Madesta Frederic, Sentker Thilo, Rohling Clemens, Gauer Tobias, Schmitz Rüdiger, Werner René
Institute for Applied Medical Informatics, University Medical Center Hamburg-Eppendorf, Hamburg 20246, Germany.
Department of Computational Neuroscience, University Medical Center Hamburg-Eppendorf, Hamburg 20246, Germany.
Phys Imaging Radiat Oncol. 2024 Sep 12;32:100644. doi: 10.1016/j.phro.2024.100644. eCollection 2024 Oct.
In radiotherapy, precise comparison of fan-beam computed tomography (CT) and cone-beam CT (CBCT) arises as a commonplace, yet intricate task. This paper proposes a publicly available end-to-end pipeline featuring an intrinsic deep-learning-based speedup technique for generating virtual 3D and 4D CBCT from CT images.

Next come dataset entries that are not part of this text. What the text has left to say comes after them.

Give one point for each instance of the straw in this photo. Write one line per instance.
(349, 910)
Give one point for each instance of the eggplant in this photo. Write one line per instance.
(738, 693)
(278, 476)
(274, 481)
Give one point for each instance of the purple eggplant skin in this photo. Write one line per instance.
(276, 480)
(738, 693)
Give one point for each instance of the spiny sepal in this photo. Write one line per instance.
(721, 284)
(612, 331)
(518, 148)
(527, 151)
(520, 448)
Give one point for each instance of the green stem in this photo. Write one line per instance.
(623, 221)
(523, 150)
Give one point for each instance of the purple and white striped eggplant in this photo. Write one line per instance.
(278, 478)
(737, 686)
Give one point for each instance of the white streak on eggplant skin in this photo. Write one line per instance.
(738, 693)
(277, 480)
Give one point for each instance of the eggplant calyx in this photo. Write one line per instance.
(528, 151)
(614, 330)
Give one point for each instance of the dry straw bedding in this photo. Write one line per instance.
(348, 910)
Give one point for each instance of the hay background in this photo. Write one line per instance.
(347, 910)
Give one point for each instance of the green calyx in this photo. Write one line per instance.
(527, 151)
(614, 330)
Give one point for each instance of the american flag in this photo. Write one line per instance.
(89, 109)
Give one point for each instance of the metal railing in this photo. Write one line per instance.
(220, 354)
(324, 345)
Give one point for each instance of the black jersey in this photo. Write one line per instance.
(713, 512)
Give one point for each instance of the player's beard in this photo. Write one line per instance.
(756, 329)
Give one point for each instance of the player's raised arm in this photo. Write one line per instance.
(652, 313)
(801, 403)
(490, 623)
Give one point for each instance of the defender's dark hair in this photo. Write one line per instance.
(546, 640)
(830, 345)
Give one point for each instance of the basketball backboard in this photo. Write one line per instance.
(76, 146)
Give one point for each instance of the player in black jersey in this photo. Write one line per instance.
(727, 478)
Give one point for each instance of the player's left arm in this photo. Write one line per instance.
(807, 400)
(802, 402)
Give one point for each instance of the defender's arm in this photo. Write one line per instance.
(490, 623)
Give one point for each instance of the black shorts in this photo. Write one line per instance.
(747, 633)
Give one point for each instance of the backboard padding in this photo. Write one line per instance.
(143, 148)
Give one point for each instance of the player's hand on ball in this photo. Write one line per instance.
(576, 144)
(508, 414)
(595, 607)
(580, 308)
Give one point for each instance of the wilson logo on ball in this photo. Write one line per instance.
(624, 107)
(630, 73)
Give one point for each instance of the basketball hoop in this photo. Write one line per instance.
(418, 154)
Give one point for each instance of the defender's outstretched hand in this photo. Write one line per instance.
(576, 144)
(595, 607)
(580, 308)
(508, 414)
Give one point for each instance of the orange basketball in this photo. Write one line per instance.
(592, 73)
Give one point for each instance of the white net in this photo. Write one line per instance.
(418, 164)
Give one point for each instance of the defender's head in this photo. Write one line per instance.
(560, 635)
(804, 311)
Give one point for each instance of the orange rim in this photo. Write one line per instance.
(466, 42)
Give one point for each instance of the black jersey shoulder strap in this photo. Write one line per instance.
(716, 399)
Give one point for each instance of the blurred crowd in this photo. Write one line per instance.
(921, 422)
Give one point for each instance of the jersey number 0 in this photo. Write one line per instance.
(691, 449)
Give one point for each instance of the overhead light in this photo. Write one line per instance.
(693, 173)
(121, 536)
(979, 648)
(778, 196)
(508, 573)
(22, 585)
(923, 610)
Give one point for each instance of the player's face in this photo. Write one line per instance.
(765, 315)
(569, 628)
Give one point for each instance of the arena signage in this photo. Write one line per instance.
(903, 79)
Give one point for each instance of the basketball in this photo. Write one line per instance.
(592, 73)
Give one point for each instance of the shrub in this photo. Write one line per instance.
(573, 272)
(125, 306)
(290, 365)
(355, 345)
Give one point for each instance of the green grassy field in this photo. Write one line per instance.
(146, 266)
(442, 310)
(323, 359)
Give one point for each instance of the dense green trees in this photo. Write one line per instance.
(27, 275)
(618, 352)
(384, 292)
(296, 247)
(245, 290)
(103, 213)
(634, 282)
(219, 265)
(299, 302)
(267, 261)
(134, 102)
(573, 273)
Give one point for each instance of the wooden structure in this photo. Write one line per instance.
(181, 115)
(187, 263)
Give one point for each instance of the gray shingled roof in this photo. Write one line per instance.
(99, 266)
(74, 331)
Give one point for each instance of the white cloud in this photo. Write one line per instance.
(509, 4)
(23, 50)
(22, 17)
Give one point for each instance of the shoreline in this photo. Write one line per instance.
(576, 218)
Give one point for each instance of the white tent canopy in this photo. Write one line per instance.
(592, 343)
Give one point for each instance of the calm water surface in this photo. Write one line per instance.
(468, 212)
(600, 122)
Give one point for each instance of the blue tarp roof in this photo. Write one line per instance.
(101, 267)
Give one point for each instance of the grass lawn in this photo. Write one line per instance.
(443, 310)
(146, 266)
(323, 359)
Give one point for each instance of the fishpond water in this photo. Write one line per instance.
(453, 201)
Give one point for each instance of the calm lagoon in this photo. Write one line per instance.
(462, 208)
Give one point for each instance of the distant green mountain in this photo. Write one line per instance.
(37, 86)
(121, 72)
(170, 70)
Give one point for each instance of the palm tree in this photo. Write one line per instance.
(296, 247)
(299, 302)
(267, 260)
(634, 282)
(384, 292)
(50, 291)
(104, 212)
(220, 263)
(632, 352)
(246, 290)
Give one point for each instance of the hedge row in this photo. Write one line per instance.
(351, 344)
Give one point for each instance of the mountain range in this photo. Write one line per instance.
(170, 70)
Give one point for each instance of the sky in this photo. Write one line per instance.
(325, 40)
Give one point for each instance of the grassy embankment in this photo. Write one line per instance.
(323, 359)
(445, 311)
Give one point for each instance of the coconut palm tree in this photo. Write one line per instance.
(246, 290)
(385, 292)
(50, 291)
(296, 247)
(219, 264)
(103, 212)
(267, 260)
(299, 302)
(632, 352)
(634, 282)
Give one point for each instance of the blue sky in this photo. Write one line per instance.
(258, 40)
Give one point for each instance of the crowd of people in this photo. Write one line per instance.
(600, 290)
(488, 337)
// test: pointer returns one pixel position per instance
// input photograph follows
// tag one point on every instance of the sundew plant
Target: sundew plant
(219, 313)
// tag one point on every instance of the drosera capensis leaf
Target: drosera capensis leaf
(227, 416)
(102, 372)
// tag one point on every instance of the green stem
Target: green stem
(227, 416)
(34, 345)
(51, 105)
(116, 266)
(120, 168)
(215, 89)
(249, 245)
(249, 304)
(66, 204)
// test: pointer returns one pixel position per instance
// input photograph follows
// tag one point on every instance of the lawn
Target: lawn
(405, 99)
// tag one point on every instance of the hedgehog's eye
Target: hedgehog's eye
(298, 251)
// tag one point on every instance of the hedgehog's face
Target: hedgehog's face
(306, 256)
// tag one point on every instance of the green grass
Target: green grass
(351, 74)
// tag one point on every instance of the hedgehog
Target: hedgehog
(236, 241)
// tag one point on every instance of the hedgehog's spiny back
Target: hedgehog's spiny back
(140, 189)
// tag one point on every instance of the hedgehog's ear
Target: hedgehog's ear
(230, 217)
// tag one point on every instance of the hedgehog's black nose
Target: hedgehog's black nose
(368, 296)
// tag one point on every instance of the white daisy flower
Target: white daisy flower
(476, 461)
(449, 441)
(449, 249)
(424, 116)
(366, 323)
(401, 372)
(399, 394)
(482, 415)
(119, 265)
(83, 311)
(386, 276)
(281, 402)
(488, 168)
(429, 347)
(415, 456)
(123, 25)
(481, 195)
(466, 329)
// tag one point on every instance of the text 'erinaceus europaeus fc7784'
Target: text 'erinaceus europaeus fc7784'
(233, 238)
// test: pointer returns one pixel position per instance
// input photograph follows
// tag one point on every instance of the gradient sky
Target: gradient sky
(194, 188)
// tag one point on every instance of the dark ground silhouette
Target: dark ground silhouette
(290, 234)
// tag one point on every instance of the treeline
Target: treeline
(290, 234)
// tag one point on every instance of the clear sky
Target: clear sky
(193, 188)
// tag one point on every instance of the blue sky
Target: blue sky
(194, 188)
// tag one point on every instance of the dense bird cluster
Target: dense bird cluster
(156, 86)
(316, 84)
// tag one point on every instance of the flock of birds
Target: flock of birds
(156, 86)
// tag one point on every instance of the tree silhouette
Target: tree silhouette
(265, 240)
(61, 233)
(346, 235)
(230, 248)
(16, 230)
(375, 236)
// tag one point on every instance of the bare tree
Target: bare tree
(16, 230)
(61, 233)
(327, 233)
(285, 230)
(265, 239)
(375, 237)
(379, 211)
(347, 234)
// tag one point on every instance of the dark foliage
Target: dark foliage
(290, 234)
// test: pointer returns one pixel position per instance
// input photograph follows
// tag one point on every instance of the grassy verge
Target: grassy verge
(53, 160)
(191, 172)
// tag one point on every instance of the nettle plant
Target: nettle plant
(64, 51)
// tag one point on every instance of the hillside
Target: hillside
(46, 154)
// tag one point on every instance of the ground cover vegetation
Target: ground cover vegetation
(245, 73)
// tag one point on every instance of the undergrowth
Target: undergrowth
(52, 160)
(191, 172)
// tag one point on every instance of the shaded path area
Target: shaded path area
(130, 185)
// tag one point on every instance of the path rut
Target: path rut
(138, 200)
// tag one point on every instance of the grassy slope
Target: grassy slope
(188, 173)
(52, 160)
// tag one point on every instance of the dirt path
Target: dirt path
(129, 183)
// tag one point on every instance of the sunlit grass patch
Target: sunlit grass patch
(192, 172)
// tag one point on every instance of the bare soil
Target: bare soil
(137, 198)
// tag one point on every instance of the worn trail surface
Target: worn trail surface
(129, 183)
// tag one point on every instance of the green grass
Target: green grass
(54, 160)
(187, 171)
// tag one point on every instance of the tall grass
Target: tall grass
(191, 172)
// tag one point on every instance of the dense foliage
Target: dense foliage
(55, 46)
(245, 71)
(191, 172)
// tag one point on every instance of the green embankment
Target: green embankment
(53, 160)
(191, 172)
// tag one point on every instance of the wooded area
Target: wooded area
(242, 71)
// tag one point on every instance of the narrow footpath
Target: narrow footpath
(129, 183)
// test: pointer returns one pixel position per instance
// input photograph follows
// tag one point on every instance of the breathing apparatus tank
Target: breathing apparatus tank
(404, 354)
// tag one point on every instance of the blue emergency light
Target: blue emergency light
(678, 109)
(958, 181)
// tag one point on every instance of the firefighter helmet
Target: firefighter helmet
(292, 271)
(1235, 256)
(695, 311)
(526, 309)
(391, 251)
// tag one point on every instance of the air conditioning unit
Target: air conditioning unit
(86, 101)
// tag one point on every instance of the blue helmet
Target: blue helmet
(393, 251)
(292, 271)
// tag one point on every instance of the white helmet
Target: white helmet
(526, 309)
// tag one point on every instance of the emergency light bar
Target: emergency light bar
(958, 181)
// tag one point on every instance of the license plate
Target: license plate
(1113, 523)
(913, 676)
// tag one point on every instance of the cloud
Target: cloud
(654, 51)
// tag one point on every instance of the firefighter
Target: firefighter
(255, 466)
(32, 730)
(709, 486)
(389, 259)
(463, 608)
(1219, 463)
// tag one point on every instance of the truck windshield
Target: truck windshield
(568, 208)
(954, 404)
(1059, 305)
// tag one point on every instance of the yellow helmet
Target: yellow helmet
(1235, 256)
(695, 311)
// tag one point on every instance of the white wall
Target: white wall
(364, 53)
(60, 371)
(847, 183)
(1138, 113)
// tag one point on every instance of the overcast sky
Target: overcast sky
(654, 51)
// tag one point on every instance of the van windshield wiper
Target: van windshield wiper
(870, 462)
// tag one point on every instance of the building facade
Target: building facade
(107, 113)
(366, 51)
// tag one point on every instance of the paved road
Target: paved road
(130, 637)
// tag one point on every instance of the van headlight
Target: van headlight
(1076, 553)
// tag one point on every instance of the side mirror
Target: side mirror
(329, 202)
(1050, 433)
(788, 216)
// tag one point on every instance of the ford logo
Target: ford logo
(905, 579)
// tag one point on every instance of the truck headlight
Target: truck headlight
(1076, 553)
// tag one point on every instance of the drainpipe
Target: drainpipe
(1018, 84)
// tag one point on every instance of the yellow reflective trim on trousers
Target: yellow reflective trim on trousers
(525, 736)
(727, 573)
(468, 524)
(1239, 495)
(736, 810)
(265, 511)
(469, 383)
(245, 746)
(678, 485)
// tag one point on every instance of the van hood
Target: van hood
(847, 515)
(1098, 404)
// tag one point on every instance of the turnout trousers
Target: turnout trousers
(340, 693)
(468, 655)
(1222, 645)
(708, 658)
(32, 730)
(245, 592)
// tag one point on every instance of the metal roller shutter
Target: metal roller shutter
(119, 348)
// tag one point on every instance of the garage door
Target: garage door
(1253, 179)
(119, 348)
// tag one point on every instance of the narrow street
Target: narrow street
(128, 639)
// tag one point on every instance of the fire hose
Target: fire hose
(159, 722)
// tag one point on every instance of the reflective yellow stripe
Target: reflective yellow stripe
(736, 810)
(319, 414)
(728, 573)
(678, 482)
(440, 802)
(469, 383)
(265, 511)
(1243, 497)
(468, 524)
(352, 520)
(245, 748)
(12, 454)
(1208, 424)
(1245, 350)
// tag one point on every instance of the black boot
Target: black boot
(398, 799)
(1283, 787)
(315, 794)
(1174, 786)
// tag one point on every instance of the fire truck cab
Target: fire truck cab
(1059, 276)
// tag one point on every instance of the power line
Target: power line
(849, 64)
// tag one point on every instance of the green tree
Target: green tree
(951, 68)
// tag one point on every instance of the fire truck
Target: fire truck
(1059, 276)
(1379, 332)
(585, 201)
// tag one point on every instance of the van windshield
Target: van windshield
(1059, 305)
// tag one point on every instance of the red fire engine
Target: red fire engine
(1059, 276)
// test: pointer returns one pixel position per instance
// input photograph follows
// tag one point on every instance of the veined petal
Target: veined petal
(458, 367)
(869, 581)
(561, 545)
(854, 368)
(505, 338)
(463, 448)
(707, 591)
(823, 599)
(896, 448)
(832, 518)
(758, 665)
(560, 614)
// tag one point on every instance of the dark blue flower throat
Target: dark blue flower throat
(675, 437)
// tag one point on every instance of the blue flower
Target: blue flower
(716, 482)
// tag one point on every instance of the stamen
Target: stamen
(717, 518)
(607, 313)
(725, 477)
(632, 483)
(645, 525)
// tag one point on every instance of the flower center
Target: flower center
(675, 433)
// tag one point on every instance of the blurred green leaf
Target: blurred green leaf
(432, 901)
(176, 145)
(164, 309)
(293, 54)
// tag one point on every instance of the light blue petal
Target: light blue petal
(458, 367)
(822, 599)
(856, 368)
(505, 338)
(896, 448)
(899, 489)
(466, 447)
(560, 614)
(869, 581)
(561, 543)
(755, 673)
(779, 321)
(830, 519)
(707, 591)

Physical properties, derived from CT intensity information, are obtained through automated whole-body segmentation of organs and tissues. Subsequently, Monte Carlo (MC) simulations generate CBCT X-ray projections for a full circular arc around the patient employing acquisition settings matched with a clinical CBCT scanner (modeled according to Varian TrueBeam specifications). In addition to 3D CBCT reconstruction, a 4D CBCT can be simulated with a fully time-resolved MC simulation by incorporating respiratory correspondence modeling. To address the computational complexity of MC simulations, a deep-learning-based speedup technique is developed and integrated that uses projection data simulated with a reduced number of photon histories to predict a projection that matches the image characteristics and signal-to-noise ratio of the reference simulation.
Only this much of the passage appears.